Does that mean all adults are liars? Of course not, but yes, in a way. Because it’s easier to lie than tell the truth, most of us do it, though how often we do it is anybody’s guess. (A New York Times article I pulled up today says on average, people lie two-or three times every 10 minutes!)

That statistic makes me think of a song by David Crosby that says lying to a child is like “setting a trap for something wild.” I remember listening to that song and feeling guilty about times I short-changed the truth when talking to my son.

On the other hand, how do you tell a three-year-old about the reason for a divorce? When his dad and I separated, my son’s father told him it was because we were fighting all the time. That was truthful but made me feel too much like a failure; instead, I told him we just realized we were better off being “friends” than married.

Now that I look back on it, that was a kinder, gentler way of saying… nothing, I guess. But it made me feel better to say it.
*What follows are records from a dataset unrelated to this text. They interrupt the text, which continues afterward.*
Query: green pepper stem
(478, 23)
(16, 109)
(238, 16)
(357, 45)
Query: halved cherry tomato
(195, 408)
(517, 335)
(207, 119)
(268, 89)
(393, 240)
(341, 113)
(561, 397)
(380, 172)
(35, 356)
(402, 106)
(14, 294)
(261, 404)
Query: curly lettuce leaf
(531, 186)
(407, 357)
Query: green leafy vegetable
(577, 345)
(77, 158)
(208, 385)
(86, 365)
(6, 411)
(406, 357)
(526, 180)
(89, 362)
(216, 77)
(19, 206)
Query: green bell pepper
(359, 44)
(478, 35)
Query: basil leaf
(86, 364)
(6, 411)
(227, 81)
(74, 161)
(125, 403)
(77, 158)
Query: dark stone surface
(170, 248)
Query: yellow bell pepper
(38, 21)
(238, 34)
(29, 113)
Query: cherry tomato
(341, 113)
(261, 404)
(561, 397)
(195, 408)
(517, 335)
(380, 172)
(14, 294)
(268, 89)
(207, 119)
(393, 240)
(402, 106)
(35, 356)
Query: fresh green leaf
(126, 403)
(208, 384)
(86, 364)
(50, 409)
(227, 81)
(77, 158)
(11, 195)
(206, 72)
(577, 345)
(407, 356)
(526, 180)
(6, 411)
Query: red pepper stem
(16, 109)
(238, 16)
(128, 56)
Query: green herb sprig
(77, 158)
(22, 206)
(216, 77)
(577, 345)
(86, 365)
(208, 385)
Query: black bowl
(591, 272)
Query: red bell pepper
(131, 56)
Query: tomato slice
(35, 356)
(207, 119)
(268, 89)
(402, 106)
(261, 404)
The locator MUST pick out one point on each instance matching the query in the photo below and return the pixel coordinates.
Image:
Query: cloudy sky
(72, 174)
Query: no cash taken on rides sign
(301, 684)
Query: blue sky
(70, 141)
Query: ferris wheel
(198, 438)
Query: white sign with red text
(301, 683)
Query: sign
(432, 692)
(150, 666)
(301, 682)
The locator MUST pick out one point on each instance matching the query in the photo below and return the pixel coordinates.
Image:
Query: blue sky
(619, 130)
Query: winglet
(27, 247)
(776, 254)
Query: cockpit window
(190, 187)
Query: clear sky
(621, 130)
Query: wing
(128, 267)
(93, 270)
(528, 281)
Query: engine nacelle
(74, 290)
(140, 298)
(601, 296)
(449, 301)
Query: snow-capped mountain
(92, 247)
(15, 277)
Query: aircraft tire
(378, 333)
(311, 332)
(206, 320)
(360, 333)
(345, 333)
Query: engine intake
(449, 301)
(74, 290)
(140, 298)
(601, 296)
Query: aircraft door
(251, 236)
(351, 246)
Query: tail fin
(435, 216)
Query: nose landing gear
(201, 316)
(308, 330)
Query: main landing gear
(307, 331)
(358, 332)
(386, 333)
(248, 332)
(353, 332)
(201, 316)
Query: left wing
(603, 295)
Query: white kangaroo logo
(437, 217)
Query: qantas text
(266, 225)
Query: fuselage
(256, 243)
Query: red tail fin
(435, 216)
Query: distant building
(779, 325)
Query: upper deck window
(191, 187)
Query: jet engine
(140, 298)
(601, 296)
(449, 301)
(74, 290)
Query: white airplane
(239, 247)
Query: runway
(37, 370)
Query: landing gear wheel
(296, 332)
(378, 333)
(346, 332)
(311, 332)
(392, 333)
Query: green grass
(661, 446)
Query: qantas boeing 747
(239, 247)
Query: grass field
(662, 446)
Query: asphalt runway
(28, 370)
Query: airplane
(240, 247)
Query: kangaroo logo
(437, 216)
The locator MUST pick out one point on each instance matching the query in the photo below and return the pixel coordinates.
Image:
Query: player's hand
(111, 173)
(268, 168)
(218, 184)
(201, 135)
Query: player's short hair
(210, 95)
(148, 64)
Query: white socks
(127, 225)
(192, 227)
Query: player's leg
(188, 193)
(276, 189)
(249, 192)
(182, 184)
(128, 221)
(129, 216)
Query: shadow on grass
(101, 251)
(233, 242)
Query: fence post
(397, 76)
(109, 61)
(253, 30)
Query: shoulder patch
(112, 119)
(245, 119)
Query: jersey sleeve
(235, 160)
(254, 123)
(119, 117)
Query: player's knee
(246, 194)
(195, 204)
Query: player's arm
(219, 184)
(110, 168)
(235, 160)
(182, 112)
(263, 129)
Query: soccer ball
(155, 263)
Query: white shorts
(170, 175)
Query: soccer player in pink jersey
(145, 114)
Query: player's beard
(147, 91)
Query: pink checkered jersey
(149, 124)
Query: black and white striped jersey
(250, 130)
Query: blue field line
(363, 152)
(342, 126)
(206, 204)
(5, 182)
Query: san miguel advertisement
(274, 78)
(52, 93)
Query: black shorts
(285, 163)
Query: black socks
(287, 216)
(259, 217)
I’ve tried, at least, to be as truthful as possible in the years since that separation occurred. I think the more you lie to a child, the more permission you’re giving them to lie to you. So if you are going to tell your kid to be truthful, you really need to model that. 

And if you want to teach your children how to deal with sleazy workplaces or bad relationships, you need to tell them telling the truth takes courage, and show them why. It may be important to be diplomatic and careful, but there are ways to do that without losing your soul.

We may not know how, exactly. But we know it’s what we need to shoot for. And what we want our kids to shoot for, too.